ONU alerta que mineração de lítio e cobalto repete injustiças da era do petróleo

Ilustração editorial sobre ONU alerta que mineração de lítio e cobalto repete injustiças da era do petróleo. (Ilustração: Cafezinho / Flux Pro)

Um novo relatório do Instituto das Nações Unidas para Água, Meio Ambiente e Saúde (UNU-INWEH) alerta que a corrida global por minerais críticos, como lítio e cobalto, está reproduzindo as mesmas desigualdades e danos ambientais que marcaram a exploração do petróleo no século XX.

O estudo mostra que os custos humanos e ecológicos da transição energética recaem de forma desproporcional sobre comunidades pobres e indígenas, enquanto os benefícios se concentram em países ricos e corporações tecnológicas.

O diretor do UNU-INWEH, Kaveh Madani, afirmou que não se pode chamar de verde ou justa uma transição que apenas transfere os impactos ambientais dos ricos para os pobres. Ele destacou que a mineração de minerais essenciais para baterias, painéis solares e sistemas de inteligência artificial consome volumes colossais de água e gera resíduos tóxicos em escala planetária, agravando crises de saúde e escassez hídrica em regiões vulneráveis.

O relatório, intitulado “Critical Minerals, Water Insecurity and Injustice” e detalhado pelo portal Phys.org, revela que a produção global de lítio em 2024, estimada em 240 mil toneladas, consumiu cerca de 456 bilhões de litros de água. Esse volume equivale às necessidades domésticas anuais de 62 milhões de pessoas na África Subsaariana.

No deserto chileno do Salar de Atacama, a extração de lítio responde por até 65% do uso regional de água, provocando o rebaixamento de aquíferos em até nove metros entre 1990 e 2015. Em regiões como Uyuni, na Bolívia, comunidades relatam dificuldades crescentes para cultivar quinoa, base de sua economia e alimentação.

Globalmente, 16% das reservas de minerais críticos estão em áreas de alto estresse hídrico, e 54% dos projetos de energia limpa incidem sobre territórios indígenas. Para cada tonelada de terras raras extraída, são geradas duas mil toneladas de resíduos tóxicos, o que resultou em 707 milhões de toneladas de rejeitos em 2024.

O estudo adverte que a busca por descarbonização pode criar uma nova forma de colonialismo ambiental, caso não haja mecanismos de controle e redistribuição justa dos benefícios. Madani, que recebeu o Prêmio da Água de Estocolmo em 2026, afirmou que as metas climáticas não podem ser alcançadas à custa da saúde e da dignidade de comunidades que pouco contribuíram para a crise climática.

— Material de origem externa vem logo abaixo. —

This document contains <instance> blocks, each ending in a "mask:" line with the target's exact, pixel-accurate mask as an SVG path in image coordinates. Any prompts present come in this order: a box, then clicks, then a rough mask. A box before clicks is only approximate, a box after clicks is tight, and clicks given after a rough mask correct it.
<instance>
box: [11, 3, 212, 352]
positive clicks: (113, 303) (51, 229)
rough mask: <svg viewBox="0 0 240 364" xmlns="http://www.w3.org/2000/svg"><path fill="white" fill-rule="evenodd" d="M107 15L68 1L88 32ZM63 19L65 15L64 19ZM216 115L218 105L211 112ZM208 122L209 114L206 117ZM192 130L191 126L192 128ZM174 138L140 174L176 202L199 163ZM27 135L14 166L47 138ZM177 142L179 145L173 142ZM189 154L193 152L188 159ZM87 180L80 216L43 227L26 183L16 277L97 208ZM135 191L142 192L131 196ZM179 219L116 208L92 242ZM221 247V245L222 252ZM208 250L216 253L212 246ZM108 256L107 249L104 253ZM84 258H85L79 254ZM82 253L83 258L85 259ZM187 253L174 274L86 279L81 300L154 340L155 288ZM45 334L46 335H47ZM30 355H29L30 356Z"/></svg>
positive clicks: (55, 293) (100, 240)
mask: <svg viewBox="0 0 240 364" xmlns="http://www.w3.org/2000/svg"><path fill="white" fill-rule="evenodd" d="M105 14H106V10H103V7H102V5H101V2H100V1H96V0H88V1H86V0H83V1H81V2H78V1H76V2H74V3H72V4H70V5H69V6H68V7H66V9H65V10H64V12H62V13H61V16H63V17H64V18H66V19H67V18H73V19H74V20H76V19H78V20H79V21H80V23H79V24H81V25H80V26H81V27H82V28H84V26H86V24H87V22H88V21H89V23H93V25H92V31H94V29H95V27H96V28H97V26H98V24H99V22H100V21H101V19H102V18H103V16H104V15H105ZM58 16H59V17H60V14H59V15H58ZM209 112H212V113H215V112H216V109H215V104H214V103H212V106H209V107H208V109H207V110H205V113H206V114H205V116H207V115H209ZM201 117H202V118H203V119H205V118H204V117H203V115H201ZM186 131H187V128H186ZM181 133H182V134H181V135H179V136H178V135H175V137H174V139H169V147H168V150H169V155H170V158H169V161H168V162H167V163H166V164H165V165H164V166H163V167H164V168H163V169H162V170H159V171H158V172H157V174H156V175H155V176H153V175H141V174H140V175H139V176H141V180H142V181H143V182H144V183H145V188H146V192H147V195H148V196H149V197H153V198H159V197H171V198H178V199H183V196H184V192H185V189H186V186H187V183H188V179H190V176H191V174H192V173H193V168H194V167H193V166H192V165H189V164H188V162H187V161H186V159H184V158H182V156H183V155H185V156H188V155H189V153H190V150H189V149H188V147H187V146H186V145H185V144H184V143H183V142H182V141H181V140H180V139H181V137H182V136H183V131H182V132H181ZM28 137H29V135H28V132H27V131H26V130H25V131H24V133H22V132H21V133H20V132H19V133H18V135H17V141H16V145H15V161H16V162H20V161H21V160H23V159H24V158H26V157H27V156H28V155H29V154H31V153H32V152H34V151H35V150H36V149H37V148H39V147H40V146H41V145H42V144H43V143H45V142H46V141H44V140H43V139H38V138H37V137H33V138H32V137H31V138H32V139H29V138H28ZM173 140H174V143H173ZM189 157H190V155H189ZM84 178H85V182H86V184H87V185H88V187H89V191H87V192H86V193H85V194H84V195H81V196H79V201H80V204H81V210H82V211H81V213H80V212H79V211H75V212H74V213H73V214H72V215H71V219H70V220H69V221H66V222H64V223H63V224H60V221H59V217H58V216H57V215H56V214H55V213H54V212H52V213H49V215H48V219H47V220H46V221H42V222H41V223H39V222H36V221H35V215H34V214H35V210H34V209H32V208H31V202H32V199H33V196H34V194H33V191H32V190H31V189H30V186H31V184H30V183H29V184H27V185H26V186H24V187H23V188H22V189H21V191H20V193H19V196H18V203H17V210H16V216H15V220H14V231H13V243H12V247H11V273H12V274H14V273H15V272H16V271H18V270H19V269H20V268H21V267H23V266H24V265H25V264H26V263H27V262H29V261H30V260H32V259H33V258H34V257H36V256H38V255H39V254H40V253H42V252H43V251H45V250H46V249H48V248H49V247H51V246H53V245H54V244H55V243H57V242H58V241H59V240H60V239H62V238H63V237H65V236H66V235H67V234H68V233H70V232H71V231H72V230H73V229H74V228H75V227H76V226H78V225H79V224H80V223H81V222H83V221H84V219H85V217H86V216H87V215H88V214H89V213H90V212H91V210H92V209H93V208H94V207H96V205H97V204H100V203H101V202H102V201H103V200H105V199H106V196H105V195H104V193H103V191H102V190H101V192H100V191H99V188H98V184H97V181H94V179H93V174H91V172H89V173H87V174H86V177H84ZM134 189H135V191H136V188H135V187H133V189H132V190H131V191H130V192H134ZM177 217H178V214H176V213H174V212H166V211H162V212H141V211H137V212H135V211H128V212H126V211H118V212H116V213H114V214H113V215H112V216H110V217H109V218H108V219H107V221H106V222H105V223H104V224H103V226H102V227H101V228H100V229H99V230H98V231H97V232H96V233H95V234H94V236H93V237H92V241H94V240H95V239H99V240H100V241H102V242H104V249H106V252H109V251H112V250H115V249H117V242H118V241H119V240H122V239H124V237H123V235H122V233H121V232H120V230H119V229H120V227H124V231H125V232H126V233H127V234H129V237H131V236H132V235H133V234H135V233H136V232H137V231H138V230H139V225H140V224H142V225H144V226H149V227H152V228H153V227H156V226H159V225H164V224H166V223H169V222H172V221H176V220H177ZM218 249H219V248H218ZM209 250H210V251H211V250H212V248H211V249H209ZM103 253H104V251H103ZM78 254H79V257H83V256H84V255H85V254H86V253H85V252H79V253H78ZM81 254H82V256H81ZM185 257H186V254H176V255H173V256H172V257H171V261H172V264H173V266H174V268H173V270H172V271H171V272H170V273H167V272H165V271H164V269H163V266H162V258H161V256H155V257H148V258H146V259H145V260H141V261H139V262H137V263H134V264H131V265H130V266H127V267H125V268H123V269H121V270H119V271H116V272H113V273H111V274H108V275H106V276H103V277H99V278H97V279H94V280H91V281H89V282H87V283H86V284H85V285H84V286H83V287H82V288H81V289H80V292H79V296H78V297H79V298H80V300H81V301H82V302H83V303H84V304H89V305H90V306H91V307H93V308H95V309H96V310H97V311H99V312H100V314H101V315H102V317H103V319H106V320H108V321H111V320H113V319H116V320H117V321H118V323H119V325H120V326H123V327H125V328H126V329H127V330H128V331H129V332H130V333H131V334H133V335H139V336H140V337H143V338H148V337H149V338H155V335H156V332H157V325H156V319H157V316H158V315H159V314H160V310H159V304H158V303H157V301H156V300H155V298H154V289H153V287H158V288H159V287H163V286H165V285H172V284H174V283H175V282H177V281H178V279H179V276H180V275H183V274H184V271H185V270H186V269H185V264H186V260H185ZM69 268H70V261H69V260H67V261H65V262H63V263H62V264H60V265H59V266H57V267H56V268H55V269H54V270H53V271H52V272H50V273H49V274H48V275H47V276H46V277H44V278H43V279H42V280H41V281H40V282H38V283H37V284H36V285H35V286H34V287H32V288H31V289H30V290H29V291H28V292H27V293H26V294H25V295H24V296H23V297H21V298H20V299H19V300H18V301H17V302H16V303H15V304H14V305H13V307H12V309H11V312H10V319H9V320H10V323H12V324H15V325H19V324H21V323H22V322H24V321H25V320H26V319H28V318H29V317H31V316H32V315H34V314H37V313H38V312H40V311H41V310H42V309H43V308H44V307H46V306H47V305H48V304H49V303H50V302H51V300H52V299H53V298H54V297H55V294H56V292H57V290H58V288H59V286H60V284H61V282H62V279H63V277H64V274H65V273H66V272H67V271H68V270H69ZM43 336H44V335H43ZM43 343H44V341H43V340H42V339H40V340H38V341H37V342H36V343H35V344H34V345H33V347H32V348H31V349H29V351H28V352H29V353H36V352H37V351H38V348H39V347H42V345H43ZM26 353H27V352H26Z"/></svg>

Na República Democrática do Congo, responsável por mais de 60% da produção mundial de cobalto, 72% dos moradores próximos a minas relataram doenças de pele, e mais da metade das mulheres e meninas apresentaram problemas ginecológicos. O estudo também documenta taxas elevadas de malformações congênitas e a presença de metais pesados no sangue de recém-nascidos, além do uso de trabalho infantil em cerca de 30% dos locais de extração.

O cientista Abraham Nunbogu, principal autor do relatório, afirmou que a transição energética corre o risco de repetir as injustiças da economia fóssil. Ele ressaltou que, sem governança global e transparência nos dados de uso de água e poluição, o mundo pode construir uma economia limpa sustentada por sacrifícios invisíveis.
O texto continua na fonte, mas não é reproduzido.